Math 143 C/E, Spring 2001
IPS Reading Questions
Chapter 2, Section 1 (pp. 102-117)



  1. At the bottom of p. 104, the authors remind us of three preliminary questions one should ask when looking at a data set. How would you answer these questions for the data in Example 2.3 (p. 106)?

    The individuals are the 50 states and the District of Columbia in 1996 (some of this information is shared with us in Problem 1.17). The variables are the mean score on the SAT-verbal exam and the percentage of students taking the exam that year (both quantitative). We might obtain the average score from published information by ETS (the organization that administers the SAT). The percentage might be ascertained by combining data from ETS (the number of students in each taking the test) and census data (particularly, the number of high school juniors that year in each state).

  2. A scatterplot requires two quantitative variables for each individual. If one has, in addition, a third variable for each individual that is categorical, how might this be displayed on a scatterplot?

    See Figure 2.2, in which the same data as Figure 2.1 (for just the 21 northeastern and midwestern states) is plotted on a scatterplot and different symbols are used to indicate the third variable, geographical region, of each state.

  3. Which of the relationships in Examples 2.3-2.7 appear to be linear? Can any of them be categorized as positive or negative associations?

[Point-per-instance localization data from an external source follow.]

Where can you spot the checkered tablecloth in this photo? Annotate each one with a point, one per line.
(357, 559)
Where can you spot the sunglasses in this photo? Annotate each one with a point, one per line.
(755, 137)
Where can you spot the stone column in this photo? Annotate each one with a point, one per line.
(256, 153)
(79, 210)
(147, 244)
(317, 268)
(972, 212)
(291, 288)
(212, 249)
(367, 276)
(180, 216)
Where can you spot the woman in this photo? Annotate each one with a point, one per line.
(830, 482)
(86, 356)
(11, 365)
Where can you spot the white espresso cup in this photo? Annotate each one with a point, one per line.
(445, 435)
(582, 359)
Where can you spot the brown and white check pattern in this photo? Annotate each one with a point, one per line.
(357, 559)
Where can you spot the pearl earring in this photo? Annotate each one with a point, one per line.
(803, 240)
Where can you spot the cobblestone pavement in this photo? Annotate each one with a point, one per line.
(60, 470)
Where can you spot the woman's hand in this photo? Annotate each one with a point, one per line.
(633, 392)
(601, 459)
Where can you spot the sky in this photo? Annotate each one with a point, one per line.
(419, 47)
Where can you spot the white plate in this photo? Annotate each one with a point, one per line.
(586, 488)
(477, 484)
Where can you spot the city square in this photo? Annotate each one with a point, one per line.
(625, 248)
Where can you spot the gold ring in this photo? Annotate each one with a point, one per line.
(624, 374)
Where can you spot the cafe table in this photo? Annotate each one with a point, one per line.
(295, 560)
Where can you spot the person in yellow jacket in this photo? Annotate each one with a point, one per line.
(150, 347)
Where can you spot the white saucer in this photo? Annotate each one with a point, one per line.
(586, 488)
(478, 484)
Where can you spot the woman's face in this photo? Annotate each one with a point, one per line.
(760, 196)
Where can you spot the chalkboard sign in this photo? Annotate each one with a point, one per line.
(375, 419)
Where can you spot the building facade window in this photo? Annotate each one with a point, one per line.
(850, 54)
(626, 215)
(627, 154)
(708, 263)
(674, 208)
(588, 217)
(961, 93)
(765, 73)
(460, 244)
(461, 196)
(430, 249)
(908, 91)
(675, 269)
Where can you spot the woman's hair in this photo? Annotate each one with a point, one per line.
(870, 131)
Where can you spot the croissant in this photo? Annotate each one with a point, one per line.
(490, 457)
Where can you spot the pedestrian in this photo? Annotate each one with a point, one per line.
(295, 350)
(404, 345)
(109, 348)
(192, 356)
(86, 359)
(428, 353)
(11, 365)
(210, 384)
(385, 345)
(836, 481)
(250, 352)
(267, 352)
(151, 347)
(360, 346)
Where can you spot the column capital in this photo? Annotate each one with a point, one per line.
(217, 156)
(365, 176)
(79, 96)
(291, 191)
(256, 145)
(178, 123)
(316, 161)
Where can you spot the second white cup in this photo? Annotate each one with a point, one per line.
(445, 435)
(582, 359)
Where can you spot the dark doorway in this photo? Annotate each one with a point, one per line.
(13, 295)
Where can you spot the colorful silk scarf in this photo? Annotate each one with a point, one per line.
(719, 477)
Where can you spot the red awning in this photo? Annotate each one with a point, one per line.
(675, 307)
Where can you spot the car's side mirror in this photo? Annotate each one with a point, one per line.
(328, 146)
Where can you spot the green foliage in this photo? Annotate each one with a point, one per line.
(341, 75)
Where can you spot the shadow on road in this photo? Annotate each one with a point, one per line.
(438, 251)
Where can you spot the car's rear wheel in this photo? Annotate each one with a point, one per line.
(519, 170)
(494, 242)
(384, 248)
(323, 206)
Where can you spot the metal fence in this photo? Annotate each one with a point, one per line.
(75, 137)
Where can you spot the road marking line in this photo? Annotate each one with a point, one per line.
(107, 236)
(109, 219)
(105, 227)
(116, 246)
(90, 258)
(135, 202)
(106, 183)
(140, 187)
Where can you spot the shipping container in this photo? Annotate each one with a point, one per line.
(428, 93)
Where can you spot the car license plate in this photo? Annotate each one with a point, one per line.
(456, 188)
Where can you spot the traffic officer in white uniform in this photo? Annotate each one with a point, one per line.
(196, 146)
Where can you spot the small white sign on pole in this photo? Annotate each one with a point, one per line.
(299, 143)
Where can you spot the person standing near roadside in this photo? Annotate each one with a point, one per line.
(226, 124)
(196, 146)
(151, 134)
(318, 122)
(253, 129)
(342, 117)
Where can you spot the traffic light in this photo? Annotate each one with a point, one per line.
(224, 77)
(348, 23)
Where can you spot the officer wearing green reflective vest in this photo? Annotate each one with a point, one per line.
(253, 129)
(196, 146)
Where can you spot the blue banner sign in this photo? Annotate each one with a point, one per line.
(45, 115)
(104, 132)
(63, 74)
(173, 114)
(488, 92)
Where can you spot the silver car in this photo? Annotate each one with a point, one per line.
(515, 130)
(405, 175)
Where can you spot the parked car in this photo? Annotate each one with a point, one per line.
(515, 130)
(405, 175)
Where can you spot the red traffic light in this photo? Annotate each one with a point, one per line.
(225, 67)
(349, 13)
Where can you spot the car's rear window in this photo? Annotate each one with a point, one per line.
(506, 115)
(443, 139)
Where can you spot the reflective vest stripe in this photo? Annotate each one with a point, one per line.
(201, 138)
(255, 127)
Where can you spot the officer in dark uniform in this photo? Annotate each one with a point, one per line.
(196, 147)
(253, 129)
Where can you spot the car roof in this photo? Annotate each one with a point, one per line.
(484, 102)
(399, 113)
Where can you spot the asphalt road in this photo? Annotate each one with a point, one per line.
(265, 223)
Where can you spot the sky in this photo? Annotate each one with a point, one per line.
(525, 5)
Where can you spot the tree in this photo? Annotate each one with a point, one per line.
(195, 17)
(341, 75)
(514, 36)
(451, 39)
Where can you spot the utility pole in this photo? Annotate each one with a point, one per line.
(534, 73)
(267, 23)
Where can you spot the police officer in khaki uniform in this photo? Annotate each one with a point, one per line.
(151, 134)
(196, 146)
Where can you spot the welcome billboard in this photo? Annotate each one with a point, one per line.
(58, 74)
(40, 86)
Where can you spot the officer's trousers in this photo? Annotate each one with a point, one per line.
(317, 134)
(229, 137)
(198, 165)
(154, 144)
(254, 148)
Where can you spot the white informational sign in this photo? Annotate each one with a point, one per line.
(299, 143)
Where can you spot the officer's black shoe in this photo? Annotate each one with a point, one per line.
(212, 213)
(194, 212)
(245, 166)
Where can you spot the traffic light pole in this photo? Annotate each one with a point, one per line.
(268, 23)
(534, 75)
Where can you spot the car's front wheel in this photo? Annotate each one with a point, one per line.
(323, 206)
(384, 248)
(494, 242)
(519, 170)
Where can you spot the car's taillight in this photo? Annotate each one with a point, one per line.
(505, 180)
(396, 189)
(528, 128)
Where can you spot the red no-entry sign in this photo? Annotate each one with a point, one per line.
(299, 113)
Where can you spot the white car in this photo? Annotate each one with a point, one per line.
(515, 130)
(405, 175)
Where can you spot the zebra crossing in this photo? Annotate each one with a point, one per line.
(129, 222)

    A close look at the data in Example 2.3 shows that the relationship is fairly linear, at least for the midwestern states. The association here is a negative one. The data in Example 2.4 appears to be linear as well, with a positive association. The data in Example 2.5 suggests a possible association, but it is not a linear relationship and seems neither positively nor negatively associated. In example the pattern is definitely nonlinear and, again, it would be difficult to characterize the association as positive or negative. The association in Example 2.7 would be practically impossible to detect with the naked eye and, though one might argue that the computer's scatterplot smoother has resulted in something a little reminiscent of a line, it's too much of a stretch to call this a linear relationship. There is, however, somewhat of a negative association.

  4. Under what conditions can we talk about a positive/negative association between a categorical variable and a quantitative one?

    Such a label makes sense if the categorical variable as a natural ordering to it. See an example of this in Example 2.8 (pp. 115-116).